L’industrie hôtelière chahutée par les nouveaux acteurs du tourisme

Investissements, structure de coûts, marketing en ligne... Les sites communautaires de réservation d'hébergement font vaciller les modèles classiques du tourisme hôtelier. Reste la question du service, centrale dans le secteur touristique.

L’été dernier, une annonce stupéfiante a mis les milieux du tourisme hôtelier en émoi : Airbnb, la société californienne spécialisée dans la location de vacances entre particuliers, aurait réussi à obtenir plus de réservations de nuitées sur New-York en une journée que l’ensemble des hôtels du groupe Hilton.

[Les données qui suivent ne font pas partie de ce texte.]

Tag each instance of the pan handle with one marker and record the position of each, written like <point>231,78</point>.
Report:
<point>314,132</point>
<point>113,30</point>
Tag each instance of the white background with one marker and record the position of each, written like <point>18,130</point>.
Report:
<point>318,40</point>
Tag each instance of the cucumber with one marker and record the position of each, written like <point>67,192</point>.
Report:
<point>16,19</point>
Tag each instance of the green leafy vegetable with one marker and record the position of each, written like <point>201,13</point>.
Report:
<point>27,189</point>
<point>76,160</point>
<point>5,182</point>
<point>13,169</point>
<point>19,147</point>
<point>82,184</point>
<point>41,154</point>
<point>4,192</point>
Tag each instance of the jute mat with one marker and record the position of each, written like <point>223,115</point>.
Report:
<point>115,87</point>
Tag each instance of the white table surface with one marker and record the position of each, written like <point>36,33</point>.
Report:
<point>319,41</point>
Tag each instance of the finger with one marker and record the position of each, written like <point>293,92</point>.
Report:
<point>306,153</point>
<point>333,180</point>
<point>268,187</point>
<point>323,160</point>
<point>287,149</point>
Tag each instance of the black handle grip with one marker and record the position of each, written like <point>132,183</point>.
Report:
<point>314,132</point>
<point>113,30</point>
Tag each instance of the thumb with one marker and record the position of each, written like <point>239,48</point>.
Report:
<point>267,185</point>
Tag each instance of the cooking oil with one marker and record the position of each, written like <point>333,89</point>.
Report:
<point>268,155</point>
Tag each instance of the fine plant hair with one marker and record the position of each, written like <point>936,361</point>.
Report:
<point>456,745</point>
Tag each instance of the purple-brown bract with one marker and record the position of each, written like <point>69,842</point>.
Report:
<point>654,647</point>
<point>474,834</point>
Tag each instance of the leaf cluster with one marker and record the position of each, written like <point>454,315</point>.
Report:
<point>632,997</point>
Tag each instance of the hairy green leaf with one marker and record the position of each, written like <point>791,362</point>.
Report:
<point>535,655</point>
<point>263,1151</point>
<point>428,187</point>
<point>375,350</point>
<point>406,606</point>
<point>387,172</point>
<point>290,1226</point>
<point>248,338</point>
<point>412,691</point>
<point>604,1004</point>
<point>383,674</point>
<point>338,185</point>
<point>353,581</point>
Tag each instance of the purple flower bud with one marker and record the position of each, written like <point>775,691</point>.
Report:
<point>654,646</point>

L'impact et la réussite des plateformes communautaires de réservation de logements, basées sur une économie et une consommation collaboratives, feraient donc vaciller les modèles plus classiques du tourisme hôtelier.

Quand un groupe hôtelier décide d'ouvrir un nouvel établissement, il doit d’abord procéder à une étude de marché sur l’environnement de sa nouvelle implantation. Il va rechercher prioritairement des zones où la fréquentation touristique, qu’elle soit privée ou d’affaires, est forte. Il va alors financer la construction ou procéder à un rachat de fond de commerce ou les deux. A partir de là, il doit monter son compte d’exploitation en anticipant l’amortissement du foncier. Ensuite, il devra ajuster  ses tarifs pour dégager des marges au-dessus des coûts fixes et variables.

Si l’on prend les fondements du modèle Airbnb, il s’agit d’une conception inverse : tout logement au monde peut accueillir des voyageurs pendant leur séjour, en remplaçant ainsi une chambre d’hôtel.

Sans investissement immobilier à réaliser, les nouveaux acteurs de l’économie collaborative bénéficient de coûts de structure bien plus faibles et  peuvent donc investir davantage dans le marketing en ligne qui offre une remarquable puissance de frappe.

Par ailleurs, on observe depuis quelques temps que plusieurs grands sites de réservations hôtelières se tournent vers les locations de vacances.

Le modèle hôtelier classique serait-il obsolète pour autant ?

Le modèle collaboratif est intéressant mais il omet à mon sens un détail important qui représente une des valeurs principales du secteur touristique : le service !

Il est vrai qu’encore aujourd’hui, il est difficile d’avoir une garantie de service en passant par ce type d’acteurs. C’est ici que ce modèle collaboratif trouve ses limites, c’est un marché qui a besoin de se structurer en définissant des normes de qualité et de standard. Et ce sont pour ces mêmes raisons que le secteur de l’hôtellerie a encore de belles années devant lui !

Sauf qu'aujourd’hui, de nouveaux acteurs issus de l’économie collaborative proposent de séjourner dans des logements de caractère tout en bénéficiant des services hôteliers de qualité. Ces derniers se retrouvent alors en concurrence directe avec les hôtels et peuvent représenter à long terme une menace pour les acteurs de l’hôtellerie.